A renowned heart surgeon in his native Puerto Rico reportedly recently arrived in Houston for a heart procedure, but, this time, he played the role of patient.
Dr. Raul Garcia Rinaldi began his work as a cardiac surgeon more than four decades ago, with most of those years said to be spent in Puerto Rico.
However, the devastation of Hurricane Maria and the slow recovery process throughout the island left many top-flight medical facilities short on equipment, beds and staff.
Since the hurricane, Dr. Garcia dedicated himself to rebuilding hospitals and operating rooms across the island, even at the cost of his own health.
“When you are a real doctor, you learn to put your things away and really get interested in the patients,” Dr. Garcia said in an interview with a Houston TV station. “I put my symptomology to one side. I knew it was there, but there were other more pressing things that needed to be done.”
Dr. Garcia said he suffered from disease of the aortic valve, the piece of tissue doctors say controlling the blood flow between the heart’s main pumping chamber in the left ventricle and the primary artery sending blood from the heart to the rest of the body – the aorta.
In November, Dr.
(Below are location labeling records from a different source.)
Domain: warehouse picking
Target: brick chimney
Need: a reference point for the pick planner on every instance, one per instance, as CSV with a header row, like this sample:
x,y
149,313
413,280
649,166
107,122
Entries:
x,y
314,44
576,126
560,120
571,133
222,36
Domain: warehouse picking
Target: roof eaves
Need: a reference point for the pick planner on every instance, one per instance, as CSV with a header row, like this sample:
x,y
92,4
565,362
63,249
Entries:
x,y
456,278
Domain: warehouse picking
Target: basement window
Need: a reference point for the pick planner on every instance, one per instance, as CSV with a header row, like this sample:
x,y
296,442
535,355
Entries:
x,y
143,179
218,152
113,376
Garcia began researching procedures to treat the diseased valve.
He said he found out about a non-invasive procedure called a transcatheter aortic valve replacement, also learning one of the leading surgeons who conducted the procedure to be Dr. Tom Nguyen a cardiothoracic surgeon at Memorial Hermann HVI/UTHealth.
“I knew that being a heart surgeon in Puerto Rico with everything that was going on, I was worried that a lot of that extra stress could really complicate his situation,” Dr. Nguyen said in an interview. “I needed the reassurance that the people who were working on me, were competent, that was very, very, very important.”
Dr. Nguyen performed the successful procedure in December.
Just over a week later, Dr. Garcia found his way back to Puerto Rico and back in the operating suite, performing nearly 20 successful procedures since the week since his return.
“It was important to get back to doing work right away, to me that was important,” Dr. Garcia said.